Kartause Buxheim


gauche.gif

Die Kartäuser waren in früheren Zeiten ein bedeutender Orden von Einsiedlermönchen. 1084 zog sich der heilige Bruno enttäuscht von der Welt mit sechs Gefährten in die Chartreuse zurück, eine einsame Gebirgsgegend bei Grenoble in Frankreich. Bruno und seine Gefährten bauten sich kleine Eremitagen sowie die für ein Kloster notwendigen Gemeinschaftsräume und eine Kirche. Die Kartäuser waren ein reiner Gebetsorden. Trotz der strengen Lebensweise breitete sich der Orden nach einigen anfänglichen Schwierigkeiten ab etwa 1200 rasch aus. Im Zuge der Aufklärung wurde der Nutzen der kontemplativen Kartäuser in Frage gestellt und viele Kartausen aufgehoben In Deutschland wurden mit der Säkularisation alle Kartausen beseitigt. In Buxheim stand die bedeutendste Kartause in Deutschland. Sie war als einziges Kartäuserkloster reichsunmittelbar und wurde deswegen auch als Reichskartause bezeichnet.


Die Klostergebäude sind weitestgehend erhalten, weshalb Buxheim als besterhaltenes Kartäuserkloster Deutschlands gilt.



Zuerst wurde bei der Führung der Aufbau der Kartause anhand alter Plänen erklärt.

Details im Kreuzgang sind der Brunnen und die Kerzenhalter mit Rauchabzug. Der Rauchabzug sollte die Fresken vor Ruß schützen.
Im Kreuzgang und der Kirche gab es mehrere zu sehen.


Das Buxheimer Chorgestühl in der Klosterkirche ist eines der ausdrucksstärksten Chorgestühle des Barocks.
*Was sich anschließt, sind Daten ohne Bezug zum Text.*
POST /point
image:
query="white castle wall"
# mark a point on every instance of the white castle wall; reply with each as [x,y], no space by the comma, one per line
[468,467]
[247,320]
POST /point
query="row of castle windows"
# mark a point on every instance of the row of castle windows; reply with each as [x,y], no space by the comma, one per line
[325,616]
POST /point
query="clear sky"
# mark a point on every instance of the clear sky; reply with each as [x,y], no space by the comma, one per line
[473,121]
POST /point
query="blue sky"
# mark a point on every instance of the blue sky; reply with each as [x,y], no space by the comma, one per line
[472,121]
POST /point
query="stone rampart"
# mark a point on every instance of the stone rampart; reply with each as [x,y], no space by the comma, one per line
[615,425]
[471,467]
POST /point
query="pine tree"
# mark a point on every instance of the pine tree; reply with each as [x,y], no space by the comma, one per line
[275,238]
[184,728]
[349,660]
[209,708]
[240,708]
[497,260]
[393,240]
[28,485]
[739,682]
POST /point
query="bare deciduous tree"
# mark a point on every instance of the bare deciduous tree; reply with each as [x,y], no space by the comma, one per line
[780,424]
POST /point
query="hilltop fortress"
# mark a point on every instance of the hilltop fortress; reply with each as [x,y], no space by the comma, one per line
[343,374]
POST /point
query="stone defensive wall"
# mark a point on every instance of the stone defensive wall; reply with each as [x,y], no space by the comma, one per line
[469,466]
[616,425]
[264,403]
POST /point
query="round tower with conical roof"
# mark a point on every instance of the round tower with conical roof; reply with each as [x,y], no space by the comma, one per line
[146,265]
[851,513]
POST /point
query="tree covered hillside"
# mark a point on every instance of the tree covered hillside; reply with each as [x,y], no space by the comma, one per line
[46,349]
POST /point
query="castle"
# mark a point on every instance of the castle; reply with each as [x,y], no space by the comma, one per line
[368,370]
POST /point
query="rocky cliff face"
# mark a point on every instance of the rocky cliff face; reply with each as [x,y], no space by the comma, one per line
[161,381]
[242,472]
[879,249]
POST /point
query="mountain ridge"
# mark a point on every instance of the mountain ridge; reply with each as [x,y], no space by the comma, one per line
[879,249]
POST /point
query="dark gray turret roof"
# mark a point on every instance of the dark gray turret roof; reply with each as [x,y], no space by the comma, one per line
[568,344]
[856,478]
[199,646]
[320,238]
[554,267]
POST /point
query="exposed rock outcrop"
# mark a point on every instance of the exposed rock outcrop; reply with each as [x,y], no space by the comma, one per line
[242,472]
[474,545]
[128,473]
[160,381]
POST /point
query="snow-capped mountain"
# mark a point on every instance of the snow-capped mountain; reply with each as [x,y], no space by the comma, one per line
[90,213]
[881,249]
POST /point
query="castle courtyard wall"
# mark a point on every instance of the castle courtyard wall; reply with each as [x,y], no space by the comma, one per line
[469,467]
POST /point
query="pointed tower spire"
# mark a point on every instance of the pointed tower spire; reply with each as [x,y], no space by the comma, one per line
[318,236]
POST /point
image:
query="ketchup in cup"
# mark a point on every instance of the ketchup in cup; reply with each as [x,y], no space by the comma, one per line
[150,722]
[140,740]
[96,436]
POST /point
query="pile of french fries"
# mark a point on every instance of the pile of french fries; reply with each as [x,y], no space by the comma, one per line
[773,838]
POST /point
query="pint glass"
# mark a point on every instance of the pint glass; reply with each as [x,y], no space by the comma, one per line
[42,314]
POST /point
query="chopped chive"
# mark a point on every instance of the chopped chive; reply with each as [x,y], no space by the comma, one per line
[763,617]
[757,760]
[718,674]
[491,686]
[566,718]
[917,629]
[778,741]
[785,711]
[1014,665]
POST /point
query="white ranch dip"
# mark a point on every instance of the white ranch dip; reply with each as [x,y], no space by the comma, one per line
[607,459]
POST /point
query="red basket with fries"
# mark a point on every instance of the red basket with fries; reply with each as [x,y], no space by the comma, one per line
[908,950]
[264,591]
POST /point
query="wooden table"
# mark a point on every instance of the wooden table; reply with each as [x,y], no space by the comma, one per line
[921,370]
Das Buxheimer Chorgestühl wurde zwischen 1687 und 1691 von Ignaz Waibl geschaffen. Graf Hugo Waldbott von Bassenheim ließ es 1883 in München versteigern. Als das Gestühl 1886 erneut unter den Hammer kam, ersteigerte es der Direktor der Bank von England und schenkte es den Schwestern des St. Saviour’s Hospital im englischen London.


1989 konnte das Chorgestühl durch den Bezirk Schwaben für 450.000 Pfund Sterling, das entspricht in etwa einem Preis von 1,05 Millionen Euro, zurückgekauft werden. Es wurde von 1980 bis 1994 aufwändig restauriert und steht seitdem wieder an dem ursprünglichen Aufstellungsort in der ehemaligen Kartause in Buxheim.


Den Zelebrantensitz, auch Priorenstuhl genannt, fertigte Ignaz Waibl zwischen 1699 und 1700 an. Er wurde nicht nach England verkauft und steht seit der Entstehungszeit an seinem Platz.


Auch der Altar blieb unverändert.


Die Mönche leben in um den großen Kreuzgang herum gebauten kleinen Häuschen mit Garten. Diese Häuschen bestehen aus vier Räumen: Beim Betreten der Zelle gelangt der Mönch zunächst in einen Vorraum, der das Häuschen mit dem Kreuzgang verbindet. Der Hauptraum ist das Cubiculum mit einem Arbeitstisch, einem Tisch zum Essen, einem kleinen Oratorium, einem Kleiderschrank, einem Bett und einem Ofen. Die Mönche schlafen auf einem Strohbett. Traditionell gibt es zum Waschen nur kaltes Wasser. Auch ein Handwerksraum gehört zum Häuschen, in dem der Mönch das Holz für seinen Ofen hackt und seiner Handarbeit nachgeht.


Der bescheidene Komfort der Mönchsklausen endete im Kreuzgang. Die kleine Annenkapelle im Kreuzgang zeigt barocke Pracht.


In den Jahren 1738 – 1741 wurde die Kapelle von Dominikus Zimmermann umgestaltet und stuckiert. Die Fresken (drei göttliche Tugenden Glaube, Hoffnung und Liebe, Ausmalung der Laterne mit Engelsglorie und Trinitätssymbol) und das Altarbild stammen von seinem Bruder Johann Baptist Zimmermann.
In der Ausführung bleiben einige Figuren hinter der Qualität der Konzeption zurück. Dennoch gilt die Annakapelle als wichtige Vorarbeit zu Zimmermanns Meisterwerk der Wieskirche.

Signiert hat Zimmermann gern mit dem Symbol einer Spinne.


Zum Abschluss wurde noch die Dorfkirche besucht.